Jason David Frank tot

© HASBRO

Quellen: Associated Press, TMZ

Jason David Frank, der seit 1993 als Tommy Oliver in mehr unterschiedlichen "Power Rangers"-Serien aufgetreten ist als jeder andere Schauspieler, ist am Samstag im Alter von 49 in Texas gestorben. Das teilte seine Managerin der Presse mit. Es wurden keine Angaben zur Todesursache gemacht, laut Quellen des Klatsch-Portals TMZ soll es sich jedoch um Suizid gehandelt haben.

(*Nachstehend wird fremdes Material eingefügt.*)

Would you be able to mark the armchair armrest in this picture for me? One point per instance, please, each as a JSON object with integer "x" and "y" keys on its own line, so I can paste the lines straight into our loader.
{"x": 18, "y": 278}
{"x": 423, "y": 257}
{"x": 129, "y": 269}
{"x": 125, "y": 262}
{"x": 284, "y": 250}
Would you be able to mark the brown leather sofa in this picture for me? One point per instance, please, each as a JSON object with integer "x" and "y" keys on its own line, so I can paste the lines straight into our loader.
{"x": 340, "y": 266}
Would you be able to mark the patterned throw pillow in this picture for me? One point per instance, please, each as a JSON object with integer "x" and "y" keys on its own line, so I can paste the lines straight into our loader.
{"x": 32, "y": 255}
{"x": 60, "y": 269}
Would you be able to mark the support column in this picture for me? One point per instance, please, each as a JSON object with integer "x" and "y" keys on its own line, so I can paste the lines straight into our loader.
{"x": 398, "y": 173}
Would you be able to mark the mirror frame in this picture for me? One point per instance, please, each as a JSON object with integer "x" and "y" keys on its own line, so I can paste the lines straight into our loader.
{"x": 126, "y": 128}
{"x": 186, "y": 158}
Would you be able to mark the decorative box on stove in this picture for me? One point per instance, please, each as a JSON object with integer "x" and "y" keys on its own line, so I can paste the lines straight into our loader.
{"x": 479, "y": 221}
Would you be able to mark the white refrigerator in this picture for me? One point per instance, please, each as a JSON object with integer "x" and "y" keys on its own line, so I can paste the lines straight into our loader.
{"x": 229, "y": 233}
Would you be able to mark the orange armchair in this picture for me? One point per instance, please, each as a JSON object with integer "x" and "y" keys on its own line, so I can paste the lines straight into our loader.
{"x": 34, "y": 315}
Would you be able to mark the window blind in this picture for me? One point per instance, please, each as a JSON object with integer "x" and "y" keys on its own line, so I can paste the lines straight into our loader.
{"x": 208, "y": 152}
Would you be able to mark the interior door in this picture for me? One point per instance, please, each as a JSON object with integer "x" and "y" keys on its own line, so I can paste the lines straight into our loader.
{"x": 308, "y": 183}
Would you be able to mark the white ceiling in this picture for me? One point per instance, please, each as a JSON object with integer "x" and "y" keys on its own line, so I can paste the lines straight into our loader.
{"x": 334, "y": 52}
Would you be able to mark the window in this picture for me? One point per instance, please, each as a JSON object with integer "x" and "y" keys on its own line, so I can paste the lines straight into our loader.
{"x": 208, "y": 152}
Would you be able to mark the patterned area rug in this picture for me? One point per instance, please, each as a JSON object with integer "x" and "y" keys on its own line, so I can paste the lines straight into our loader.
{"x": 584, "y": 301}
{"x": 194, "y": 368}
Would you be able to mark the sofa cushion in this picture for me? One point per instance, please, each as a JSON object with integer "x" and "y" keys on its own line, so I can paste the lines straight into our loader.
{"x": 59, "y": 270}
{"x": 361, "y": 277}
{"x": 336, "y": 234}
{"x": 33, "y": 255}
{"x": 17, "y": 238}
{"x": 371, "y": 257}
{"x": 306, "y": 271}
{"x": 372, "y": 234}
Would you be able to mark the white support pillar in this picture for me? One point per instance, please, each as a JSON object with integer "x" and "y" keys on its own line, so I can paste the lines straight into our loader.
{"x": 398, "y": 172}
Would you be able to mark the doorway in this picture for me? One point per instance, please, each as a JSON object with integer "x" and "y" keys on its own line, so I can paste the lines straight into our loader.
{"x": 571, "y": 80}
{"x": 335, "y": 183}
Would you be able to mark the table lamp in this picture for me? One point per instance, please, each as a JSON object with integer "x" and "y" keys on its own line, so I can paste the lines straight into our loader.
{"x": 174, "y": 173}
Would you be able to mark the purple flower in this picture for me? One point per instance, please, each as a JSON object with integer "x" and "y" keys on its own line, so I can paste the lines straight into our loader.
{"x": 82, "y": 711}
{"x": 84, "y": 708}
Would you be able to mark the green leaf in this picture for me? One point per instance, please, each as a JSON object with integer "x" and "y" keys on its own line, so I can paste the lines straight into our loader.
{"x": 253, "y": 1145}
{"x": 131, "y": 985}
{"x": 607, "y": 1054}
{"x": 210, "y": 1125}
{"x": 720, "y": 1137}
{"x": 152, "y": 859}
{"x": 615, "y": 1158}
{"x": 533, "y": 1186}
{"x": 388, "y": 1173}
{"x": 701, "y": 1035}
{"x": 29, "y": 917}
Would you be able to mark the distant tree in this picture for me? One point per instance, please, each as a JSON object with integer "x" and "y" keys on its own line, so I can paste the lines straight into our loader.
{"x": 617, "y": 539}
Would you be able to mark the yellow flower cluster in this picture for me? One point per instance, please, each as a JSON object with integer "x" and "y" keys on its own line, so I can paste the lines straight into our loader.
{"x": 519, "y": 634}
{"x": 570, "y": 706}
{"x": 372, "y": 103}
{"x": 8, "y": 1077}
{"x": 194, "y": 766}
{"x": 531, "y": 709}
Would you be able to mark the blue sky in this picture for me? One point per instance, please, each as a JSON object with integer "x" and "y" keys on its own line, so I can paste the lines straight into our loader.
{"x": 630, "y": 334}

Frank gehörte nicht von Anfang an zum Kern-Team der "Power Rangers" und trat erstmals in der 17. Folge der ersten Staffel auf. Durch einen Zauber von Rita Repulsa wurde er als Green Ranger zunächst zum Gegner der Power Rangers, nachdem er jedoch besiegt und vom Zauber befreit wurde, schloss er sich dem Team an. Ursprünglich war Franks Rolle als Tommy Oliver auf lediglich 14 Episoden angelegt, der Charakter kam jedoch so gut an, dass er Teil der Hauptbesetzung geblieben ist. Nachdem Tommy als Green Ranger seine Kräfte verloren hat, wurde er in der zweiten zum White Ranger und zum neuen Anführer des Teams, nachdem der ursprüngliche Red-Ranger-Darsteller Austin St. John die Serie wegen Vertragsstreitigkeiten verlassen hatte.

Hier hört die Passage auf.